Cerebral microbleeds (CMBs) are areas of low signal intensity on gradient echo T2*-weighted magnetic resonance imaging (T2*MRI) corresponding to hemosiderin deposits in the perivascular space. Microangiopathy from atherosclerosis or amyloid angiopathy might lead to the formation of these lesions; therefore, there may be associations between CMBs and cardiovascular risk factors, APOE allele status, and brain morphology. We examined these relationships in the Framingham Study (FHS).


In 472 subjects from the FHS Offspring and Cohort, we related CMB status to age, sex, systolic blood pressure, total cholesterol and high-density lipoprotein cholesterol (HDL-C) levels, smoking, diabetes, total hemispheric brain volume, white matter hyperintensity volume (WMHV), and APOE allele status.

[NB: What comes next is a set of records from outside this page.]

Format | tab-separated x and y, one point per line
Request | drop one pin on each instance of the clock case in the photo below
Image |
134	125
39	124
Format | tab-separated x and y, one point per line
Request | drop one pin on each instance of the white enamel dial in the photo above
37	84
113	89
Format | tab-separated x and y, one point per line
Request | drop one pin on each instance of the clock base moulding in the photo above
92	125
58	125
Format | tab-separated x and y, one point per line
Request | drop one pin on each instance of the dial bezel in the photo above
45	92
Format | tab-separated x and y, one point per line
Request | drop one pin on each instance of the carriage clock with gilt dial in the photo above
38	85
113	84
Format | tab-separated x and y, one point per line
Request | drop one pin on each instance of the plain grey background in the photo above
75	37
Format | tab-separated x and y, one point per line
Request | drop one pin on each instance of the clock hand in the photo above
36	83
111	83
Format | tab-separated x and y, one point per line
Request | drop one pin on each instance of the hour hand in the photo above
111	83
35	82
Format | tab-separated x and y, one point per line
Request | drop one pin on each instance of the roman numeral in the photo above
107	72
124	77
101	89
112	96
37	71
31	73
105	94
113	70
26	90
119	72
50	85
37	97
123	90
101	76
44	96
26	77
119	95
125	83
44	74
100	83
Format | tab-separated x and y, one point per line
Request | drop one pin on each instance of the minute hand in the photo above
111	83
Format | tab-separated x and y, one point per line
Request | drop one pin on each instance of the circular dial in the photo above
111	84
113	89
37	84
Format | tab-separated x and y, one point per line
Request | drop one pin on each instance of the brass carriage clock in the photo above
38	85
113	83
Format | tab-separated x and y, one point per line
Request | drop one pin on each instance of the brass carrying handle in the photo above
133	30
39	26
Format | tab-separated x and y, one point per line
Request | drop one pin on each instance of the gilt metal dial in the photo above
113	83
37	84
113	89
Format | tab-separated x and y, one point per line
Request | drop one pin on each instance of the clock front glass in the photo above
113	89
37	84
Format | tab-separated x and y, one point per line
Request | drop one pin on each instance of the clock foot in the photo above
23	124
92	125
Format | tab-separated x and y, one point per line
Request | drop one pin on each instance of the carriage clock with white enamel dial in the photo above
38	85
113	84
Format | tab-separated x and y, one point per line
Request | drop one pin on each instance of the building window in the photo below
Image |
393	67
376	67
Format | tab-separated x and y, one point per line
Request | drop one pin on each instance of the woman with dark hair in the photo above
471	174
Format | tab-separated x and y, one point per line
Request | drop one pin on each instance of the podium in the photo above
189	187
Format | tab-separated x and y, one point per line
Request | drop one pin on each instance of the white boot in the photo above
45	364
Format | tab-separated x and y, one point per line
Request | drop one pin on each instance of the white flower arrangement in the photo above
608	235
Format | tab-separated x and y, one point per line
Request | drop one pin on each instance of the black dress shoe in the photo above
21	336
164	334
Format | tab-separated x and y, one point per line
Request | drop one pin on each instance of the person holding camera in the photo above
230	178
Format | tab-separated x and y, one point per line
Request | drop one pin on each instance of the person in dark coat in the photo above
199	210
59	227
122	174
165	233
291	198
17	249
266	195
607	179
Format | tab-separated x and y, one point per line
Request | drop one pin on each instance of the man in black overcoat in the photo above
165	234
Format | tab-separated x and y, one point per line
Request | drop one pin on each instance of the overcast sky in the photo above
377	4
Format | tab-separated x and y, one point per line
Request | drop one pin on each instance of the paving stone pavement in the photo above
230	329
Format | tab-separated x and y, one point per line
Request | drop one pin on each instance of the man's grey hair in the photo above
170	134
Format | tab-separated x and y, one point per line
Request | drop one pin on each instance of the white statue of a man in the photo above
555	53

Overall prevalence of CMBs was 4.7%, but CMBs were more prevalent with advanced age and male sex. Blood pressure, brain volume, and WMHV were related to CMBs in crude analysis but not after adjustment for age and sex. There were no significant relationships demonstrated between CMBs and APOE allele status, cholesterol, smoking, or diabetes.


There is a low prevalence of CMBs in the community and a strong relationship with increasing age and male sex. We found no independent relationships with cardiovascular risk factors, APOE status, brain volumes, or WMH.